I have opened accounts in Ulster Bank and Halifax in NI, Derry to be precise. Just made an appointment, turned up with Photo ID(2) and 2 utility bills. Do make sure that if you are lodging a cheque/draft that it is made payable to you.

Slim


----------



## JohnH (19 Nov 2010)

Was the amount lodged in Euro ?

If you have an amount in Ulster Bank in the republic, does the guarantee cover both the amounts in each individually or as a group.


----------



## Slim (19 Nov 2010)

JohnH said:


> Was the amount lodged in Euro ?
> 
> If you have an amount in Ulster Bank in the republic, does the guarantee cover both the amounts in each individually or as a group.


 
No, both were opened with cheques made out in sterling. If I had lodged euro cheque, the bank would have applied its exchange rate on the day.

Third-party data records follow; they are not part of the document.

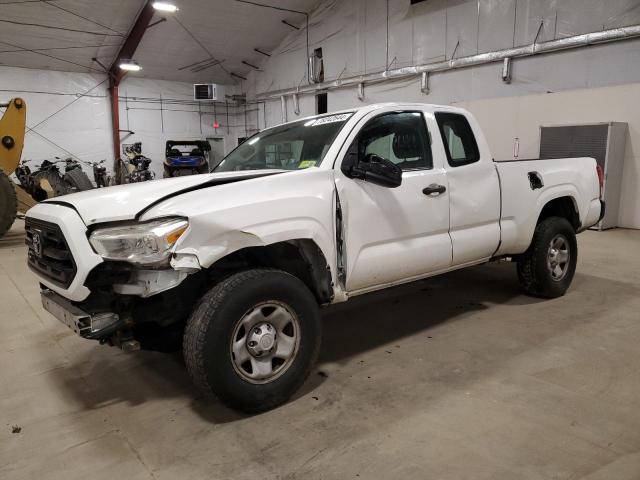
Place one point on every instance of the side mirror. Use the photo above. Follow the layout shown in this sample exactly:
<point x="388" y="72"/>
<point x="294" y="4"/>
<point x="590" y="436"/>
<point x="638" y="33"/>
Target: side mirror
<point x="374" y="169"/>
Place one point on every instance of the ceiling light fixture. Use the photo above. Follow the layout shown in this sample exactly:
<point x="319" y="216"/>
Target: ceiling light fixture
<point x="130" y="65"/>
<point x="165" y="7"/>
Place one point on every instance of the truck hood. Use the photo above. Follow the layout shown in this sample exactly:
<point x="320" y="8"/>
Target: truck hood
<point x="126" y="202"/>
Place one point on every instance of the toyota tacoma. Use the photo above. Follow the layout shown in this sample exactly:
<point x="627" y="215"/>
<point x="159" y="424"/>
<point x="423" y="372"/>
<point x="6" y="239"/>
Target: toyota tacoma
<point x="237" y="263"/>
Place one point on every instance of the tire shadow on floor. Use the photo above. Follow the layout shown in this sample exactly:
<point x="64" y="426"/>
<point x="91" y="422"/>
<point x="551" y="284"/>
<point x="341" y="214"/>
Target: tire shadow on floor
<point x="102" y="376"/>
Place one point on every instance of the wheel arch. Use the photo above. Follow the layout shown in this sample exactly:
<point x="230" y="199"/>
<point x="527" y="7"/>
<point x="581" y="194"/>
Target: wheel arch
<point x="564" y="206"/>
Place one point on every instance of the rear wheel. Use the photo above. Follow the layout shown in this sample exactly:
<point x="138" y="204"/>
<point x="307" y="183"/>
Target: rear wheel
<point x="8" y="203"/>
<point x="546" y="269"/>
<point x="253" y="339"/>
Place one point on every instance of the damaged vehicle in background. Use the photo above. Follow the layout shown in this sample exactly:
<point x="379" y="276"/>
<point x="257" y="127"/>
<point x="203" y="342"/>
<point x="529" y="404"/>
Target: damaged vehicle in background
<point x="236" y="263"/>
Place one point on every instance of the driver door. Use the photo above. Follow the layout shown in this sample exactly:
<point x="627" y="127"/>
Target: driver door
<point x="395" y="234"/>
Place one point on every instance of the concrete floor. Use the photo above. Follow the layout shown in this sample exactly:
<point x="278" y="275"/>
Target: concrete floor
<point x="455" y="377"/>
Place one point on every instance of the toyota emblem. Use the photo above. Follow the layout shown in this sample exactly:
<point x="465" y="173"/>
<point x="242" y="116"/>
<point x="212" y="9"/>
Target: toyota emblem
<point x="36" y="244"/>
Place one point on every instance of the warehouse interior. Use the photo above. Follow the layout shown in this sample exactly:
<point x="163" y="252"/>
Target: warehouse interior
<point x="458" y="375"/>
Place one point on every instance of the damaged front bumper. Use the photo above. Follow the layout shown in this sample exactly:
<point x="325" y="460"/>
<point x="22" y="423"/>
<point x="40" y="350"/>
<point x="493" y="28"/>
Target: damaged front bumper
<point x="88" y="325"/>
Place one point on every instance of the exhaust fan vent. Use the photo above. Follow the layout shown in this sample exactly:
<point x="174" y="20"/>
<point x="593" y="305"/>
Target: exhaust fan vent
<point x="206" y="92"/>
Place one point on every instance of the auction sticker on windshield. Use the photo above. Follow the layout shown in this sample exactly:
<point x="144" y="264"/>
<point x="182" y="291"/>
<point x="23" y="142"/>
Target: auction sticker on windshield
<point x="330" y="119"/>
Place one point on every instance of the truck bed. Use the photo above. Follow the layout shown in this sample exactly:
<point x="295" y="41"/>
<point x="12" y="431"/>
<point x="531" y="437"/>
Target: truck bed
<point x="528" y="185"/>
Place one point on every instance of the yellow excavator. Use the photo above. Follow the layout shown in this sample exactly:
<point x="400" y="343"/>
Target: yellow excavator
<point x="12" y="130"/>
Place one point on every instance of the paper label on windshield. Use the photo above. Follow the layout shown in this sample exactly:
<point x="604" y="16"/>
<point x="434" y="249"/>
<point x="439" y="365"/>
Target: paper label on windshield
<point x="307" y="164"/>
<point x="331" y="119"/>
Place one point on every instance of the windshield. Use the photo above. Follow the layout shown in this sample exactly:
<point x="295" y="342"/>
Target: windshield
<point x="291" y="146"/>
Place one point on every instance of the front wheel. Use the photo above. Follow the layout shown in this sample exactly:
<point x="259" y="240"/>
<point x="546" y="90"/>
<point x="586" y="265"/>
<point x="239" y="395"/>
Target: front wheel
<point x="253" y="339"/>
<point x="546" y="269"/>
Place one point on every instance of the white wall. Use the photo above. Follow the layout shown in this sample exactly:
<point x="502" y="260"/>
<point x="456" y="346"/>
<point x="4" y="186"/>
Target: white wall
<point x="504" y="119"/>
<point x="594" y="84"/>
<point x="82" y="125"/>
<point x="81" y="129"/>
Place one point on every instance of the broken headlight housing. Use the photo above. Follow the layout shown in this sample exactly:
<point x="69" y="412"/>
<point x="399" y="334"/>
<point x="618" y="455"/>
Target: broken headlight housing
<point x="148" y="243"/>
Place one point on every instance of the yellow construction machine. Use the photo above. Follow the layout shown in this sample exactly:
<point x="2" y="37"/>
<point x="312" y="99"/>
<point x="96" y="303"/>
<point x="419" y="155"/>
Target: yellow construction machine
<point x="12" y="130"/>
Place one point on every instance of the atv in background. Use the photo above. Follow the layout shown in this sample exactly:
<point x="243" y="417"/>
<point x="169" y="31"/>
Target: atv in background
<point x="188" y="157"/>
<point x="136" y="166"/>
<point x="46" y="181"/>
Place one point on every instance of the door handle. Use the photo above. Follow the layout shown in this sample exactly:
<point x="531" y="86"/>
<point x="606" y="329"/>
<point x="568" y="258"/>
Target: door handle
<point x="434" y="190"/>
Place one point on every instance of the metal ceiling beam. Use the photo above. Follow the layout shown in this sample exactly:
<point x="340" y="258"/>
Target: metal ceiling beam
<point x="132" y="41"/>
<point x="116" y="74"/>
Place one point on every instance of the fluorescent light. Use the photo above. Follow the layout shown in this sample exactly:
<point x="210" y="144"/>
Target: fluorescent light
<point x="130" y="65"/>
<point x="165" y="7"/>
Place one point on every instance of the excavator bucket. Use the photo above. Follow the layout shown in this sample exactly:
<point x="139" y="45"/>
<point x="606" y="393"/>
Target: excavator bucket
<point x="12" y="127"/>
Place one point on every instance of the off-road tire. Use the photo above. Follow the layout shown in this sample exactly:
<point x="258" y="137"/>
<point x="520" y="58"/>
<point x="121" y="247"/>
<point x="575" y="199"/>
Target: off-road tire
<point x="77" y="179"/>
<point x="209" y="330"/>
<point x="8" y="203"/>
<point x="533" y="273"/>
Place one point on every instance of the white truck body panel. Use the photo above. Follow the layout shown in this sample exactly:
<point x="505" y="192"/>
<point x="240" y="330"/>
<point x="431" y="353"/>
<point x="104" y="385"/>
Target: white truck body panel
<point x="391" y="235"/>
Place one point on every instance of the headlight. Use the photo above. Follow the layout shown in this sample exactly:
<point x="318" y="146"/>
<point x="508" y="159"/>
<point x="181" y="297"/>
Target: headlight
<point x="142" y="243"/>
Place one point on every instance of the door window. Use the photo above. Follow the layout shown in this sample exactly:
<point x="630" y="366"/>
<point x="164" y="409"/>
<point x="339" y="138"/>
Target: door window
<point x="459" y="141"/>
<point x="398" y="136"/>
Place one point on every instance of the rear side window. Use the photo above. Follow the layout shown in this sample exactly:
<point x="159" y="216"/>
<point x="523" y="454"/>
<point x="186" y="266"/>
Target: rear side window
<point x="459" y="141"/>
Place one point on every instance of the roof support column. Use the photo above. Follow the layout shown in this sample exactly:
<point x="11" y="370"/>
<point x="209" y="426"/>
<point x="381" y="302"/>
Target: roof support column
<point x="116" y="74"/>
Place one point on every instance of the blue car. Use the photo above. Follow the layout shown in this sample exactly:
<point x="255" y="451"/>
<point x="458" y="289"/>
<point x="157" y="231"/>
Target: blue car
<point x="187" y="157"/>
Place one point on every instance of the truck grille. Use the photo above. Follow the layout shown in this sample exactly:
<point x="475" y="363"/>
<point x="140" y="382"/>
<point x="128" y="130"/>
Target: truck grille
<point x="49" y="255"/>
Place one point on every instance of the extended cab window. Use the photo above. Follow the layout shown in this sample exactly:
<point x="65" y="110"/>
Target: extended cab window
<point x="398" y="136"/>
<point x="459" y="141"/>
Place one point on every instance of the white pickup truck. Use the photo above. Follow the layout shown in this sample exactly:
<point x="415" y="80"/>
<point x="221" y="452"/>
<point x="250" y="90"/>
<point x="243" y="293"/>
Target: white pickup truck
<point x="236" y="263"/>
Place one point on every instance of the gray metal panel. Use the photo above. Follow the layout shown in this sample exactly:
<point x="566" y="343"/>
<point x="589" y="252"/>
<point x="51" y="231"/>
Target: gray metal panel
<point x="575" y="141"/>
<point x="613" y="174"/>
<point x="605" y="142"/>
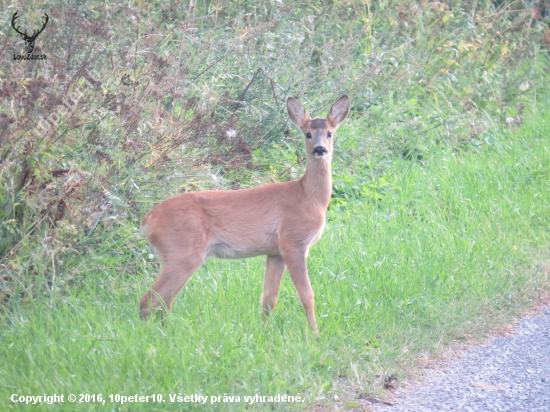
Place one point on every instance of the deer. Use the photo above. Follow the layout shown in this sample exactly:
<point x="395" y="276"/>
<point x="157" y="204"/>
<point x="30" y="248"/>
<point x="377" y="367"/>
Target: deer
<point x="29" y="40"/>
<point x="279" y="220"/>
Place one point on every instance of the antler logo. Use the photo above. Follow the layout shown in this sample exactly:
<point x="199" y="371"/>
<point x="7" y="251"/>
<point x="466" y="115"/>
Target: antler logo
<point x="29" y="40"/>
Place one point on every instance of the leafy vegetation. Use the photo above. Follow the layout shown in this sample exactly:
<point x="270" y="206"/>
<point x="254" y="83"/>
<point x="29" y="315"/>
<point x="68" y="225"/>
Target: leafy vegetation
<point x="439" y="209"/>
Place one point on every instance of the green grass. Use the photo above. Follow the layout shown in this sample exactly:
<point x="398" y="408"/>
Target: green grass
<point x="446" y="244"/>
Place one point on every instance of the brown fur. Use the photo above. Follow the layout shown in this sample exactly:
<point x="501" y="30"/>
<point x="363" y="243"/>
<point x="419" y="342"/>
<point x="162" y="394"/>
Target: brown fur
<point x="280" y="220"/>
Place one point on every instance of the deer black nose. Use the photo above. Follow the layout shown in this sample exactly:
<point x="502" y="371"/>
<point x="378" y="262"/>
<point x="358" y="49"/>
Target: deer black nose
<point x="320" y="150"/>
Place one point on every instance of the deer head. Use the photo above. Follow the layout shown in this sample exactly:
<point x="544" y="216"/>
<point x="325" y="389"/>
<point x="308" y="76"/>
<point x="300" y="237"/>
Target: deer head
<point x="29" y="40"/>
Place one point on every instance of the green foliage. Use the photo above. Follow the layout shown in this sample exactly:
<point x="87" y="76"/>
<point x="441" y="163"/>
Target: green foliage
<point x="450" y="242"/>
<point x="138" y="101"/>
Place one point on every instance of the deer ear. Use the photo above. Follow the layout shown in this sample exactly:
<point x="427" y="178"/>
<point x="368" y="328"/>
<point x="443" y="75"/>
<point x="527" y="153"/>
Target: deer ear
<point x="298" y="115"/>
<point x="339" y="111"/>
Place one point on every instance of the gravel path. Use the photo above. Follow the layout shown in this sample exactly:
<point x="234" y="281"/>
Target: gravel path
<point x="510" y="374"/>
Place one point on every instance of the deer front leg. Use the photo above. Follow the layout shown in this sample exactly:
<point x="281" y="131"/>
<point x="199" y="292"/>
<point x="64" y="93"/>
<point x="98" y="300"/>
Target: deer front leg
<point x="295" y="260"/>
<point x="274" y="271"/>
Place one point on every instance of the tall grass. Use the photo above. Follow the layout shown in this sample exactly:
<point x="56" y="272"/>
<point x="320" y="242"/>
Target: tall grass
<point x="448" y="244"/>
<point x="191" y="96"/>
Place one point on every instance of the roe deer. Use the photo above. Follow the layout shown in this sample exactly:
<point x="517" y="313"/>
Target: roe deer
<point x="280" y="220"/>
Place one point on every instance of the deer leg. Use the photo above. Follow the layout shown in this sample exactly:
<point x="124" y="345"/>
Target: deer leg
<point x="173" y="277"/>
<point x="296" y="262"/>
<point x="274" y="271"/>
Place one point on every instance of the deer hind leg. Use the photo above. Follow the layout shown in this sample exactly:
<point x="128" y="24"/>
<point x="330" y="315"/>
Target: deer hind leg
<point x="173" y="276"/>
<point x="273" y="275"/>
<point x="296" y="262"/>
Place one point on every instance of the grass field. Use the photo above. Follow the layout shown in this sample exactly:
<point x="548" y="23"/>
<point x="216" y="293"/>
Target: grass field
<point x="415" y="256"/>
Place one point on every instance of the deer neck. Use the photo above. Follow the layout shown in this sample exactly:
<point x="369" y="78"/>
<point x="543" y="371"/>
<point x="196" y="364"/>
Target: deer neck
<point x="317" y="180"/>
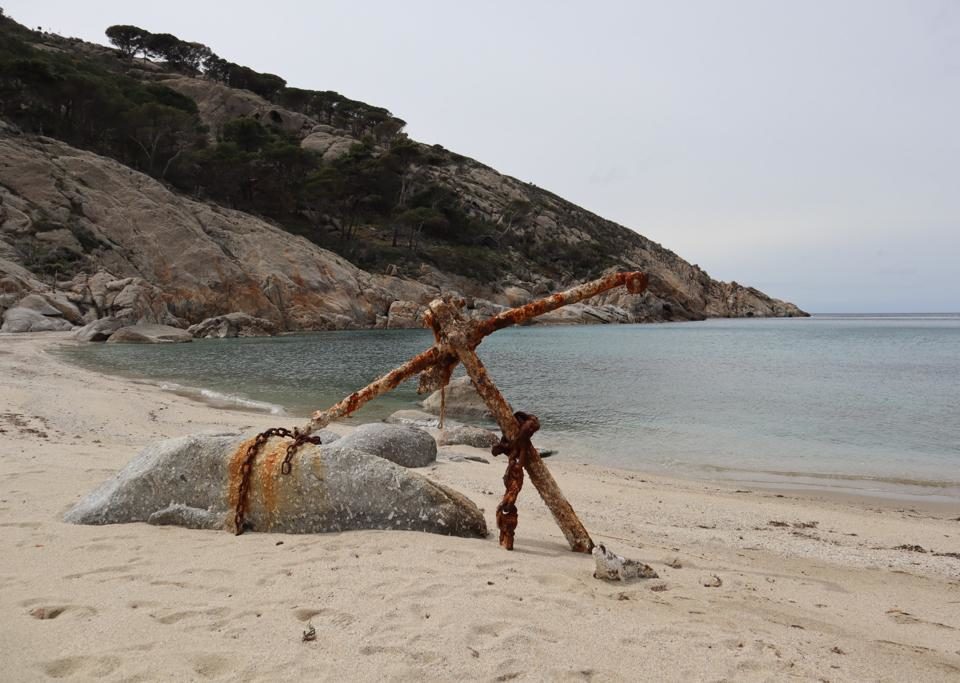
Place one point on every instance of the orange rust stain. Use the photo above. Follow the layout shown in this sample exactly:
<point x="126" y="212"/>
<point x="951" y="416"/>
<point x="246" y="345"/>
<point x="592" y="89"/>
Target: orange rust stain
<point x="233" y="472"/>
<point x="268" y="473"/>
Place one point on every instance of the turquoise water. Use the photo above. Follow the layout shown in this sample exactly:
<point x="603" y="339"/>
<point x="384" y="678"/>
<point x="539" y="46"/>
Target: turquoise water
<point x="870" y="403"/>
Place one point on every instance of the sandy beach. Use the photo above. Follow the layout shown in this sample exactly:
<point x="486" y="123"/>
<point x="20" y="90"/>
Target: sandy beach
<point x="810" y="588"/>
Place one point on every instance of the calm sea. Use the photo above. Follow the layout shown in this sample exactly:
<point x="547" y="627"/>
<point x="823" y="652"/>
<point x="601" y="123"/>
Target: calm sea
<point x="863" y="402"/>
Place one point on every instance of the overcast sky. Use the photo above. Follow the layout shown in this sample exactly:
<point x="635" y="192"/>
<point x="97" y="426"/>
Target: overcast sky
<point x="810" y="149"/>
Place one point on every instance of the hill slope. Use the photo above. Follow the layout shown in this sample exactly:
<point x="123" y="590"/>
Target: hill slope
<point x="221" y="199"/>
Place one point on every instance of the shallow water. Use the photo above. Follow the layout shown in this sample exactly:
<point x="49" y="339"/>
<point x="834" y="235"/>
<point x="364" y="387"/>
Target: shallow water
<point x="868" y="403"/>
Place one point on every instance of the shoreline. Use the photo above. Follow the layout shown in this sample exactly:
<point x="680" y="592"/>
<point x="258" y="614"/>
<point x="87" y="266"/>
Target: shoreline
<point x="938" y="495"/>
<point x="810" y="588"/>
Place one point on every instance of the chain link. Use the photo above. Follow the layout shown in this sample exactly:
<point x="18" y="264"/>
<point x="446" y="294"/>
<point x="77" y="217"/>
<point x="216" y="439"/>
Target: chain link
<point x="246" y="469"/>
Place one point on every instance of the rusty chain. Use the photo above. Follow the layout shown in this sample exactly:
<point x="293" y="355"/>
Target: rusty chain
<point x="516" y="452"/>
<point x="246" y="469"/>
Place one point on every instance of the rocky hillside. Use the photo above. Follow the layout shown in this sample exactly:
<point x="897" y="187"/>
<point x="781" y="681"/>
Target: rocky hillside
<point x="283" y="208"/>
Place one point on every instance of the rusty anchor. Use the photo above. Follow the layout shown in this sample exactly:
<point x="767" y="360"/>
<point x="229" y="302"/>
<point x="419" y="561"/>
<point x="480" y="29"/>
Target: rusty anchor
<point x="456" y="340"/>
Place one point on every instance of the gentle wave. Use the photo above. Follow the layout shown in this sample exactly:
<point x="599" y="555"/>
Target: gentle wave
<point x="788" y="474"/>
<point x="219" y="399"/>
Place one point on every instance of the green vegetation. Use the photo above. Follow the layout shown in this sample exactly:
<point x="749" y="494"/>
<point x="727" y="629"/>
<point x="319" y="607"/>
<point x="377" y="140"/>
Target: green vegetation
<point x="379" y="205"/>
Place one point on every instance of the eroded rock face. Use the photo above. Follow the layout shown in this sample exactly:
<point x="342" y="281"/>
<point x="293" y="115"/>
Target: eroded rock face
<point x="405" y="315"/>
<point x="149" y="334"/>
<point x="98" y="330"/>
<point x="195" y="261"/>
<point x="232" y="325"/>
<point x="403" y="444"/>
<point x="20" y="319"/>
<point x="192" y="481"/>
<point x="462" y="401"/>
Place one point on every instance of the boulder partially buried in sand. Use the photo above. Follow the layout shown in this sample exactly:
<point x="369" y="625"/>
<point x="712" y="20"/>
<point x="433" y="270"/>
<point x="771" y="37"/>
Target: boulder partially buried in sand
<point x="403" y="444"/>
<point x="193" y="481"/>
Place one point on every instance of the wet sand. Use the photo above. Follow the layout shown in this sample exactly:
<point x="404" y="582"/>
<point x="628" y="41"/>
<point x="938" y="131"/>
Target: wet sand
<point x="812" y="587"/>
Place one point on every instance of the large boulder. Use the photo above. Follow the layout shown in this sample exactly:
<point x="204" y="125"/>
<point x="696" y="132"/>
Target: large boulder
<point x="403" y="444"/>
<point x="465" y="435"/>
<point x="233" y="325"/>
<point x="405" y="315"/>
<point x="19" y="319"/>
<point x="149" y="334"/>
<point x="193" y="481"/>
<point x="414" y="418"/>
<point x="98" y="330"/>
<point x="462" y="401"/>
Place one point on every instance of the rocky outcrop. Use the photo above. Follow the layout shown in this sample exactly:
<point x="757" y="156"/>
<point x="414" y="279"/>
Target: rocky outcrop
<point x="402" y="444"/>
<point x="328" y="142"/>
<point x="146" y="333"/>
<point x="405" y="315"/>
<point x="98" y="330"/>
<point x="462" y="400"/>
<point x="232" y="325"/>
<point x="142" y="253"/>
<point x="19" y="319"/>
<point x="219" y="104"/>
<point x="146" y="254"/>
<point x="192" y="482"/>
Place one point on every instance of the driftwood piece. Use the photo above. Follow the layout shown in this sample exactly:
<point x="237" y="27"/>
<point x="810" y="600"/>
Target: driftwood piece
<point x="456" y="342"/>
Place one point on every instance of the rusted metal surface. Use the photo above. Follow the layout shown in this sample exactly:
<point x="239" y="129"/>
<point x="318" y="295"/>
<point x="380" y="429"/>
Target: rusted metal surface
<point x="636" y="282"/>
<point x="517" y="452"/>
<point x="456" y="340"/>
<point x="245" y="470"/>
<point x="381" y="385"/>
<point x="458" y="334"/>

I regard myself as covered by the UK gurantee up to £50k stg in each bank in NI and also up to €100k if I had an account in Ulster in RoI. Slim


----------



## farmerette (19 Nov 2010)

joeryan said:


> Sorry I didn't explain myself very well, I meant that I am in Dublin.
> 
> 
> 
> ...


 
personally , if i had more than 100k , id be spreading it around , thier would be very little political flak for letting those with such large deposits go to the wall as the amount of people with that kind of money in ireland in savings is tiny , that said , i think its looking like a bailout is a foregone conclusion , having been stung on a currency transfer with hsbc and having realised ( in the past few days ) the extent to which british and other european banks are dependant on the survival of irish banks , i now regret having moved my 50 k savings , it wasnt nesccessery , as i said earlier , were people to loose thier savings , ireland would turn into iraq over night , law and order would break down , the state could not function and the domino effect would effect the whole of europe , even we had our money moved outside the state , would a country completley broke be worth living in ??? , not much good having money abroad if it results in your home country eventually collapising ,  as someone on another forum said about the phenomenon of nervous deposit holders , once word spreads that people are taking out thier money , the whole thing becomes a self fulfilling prophecy

i now firmly believe that what has brought us to where we now are in the space of less than a fortnight can be atributed to the absolute collapse in trust towards this goverment and thier ability to sort out the mess , had fianna fail stepped down two years ago or even six months ago , a new goverment could be given a fresh mandate and while we would still have faced huge cuts , thier would not have been the same almost hysterical reaction which saw deposits being withdrawn left right and centre , i know this isnt a political forum and i know i may get a warning for this political rant but i feel so sad about what has happened , biffos stuborness and ineptitude and lennehans lies has brought us to the brink , i dont mean to sound like im judging people for withdrawing money , ive done it , i believe that had this goverment had the decency to step aside long ago , the people of ireland would have a more civic minded approach , this goverment with thier cynicism and blatant This post will be deleted if not edited to remove bad language covering has set an awfull example which has resulted in everyone taking an attitude of every man for himself and to hell with the state


----------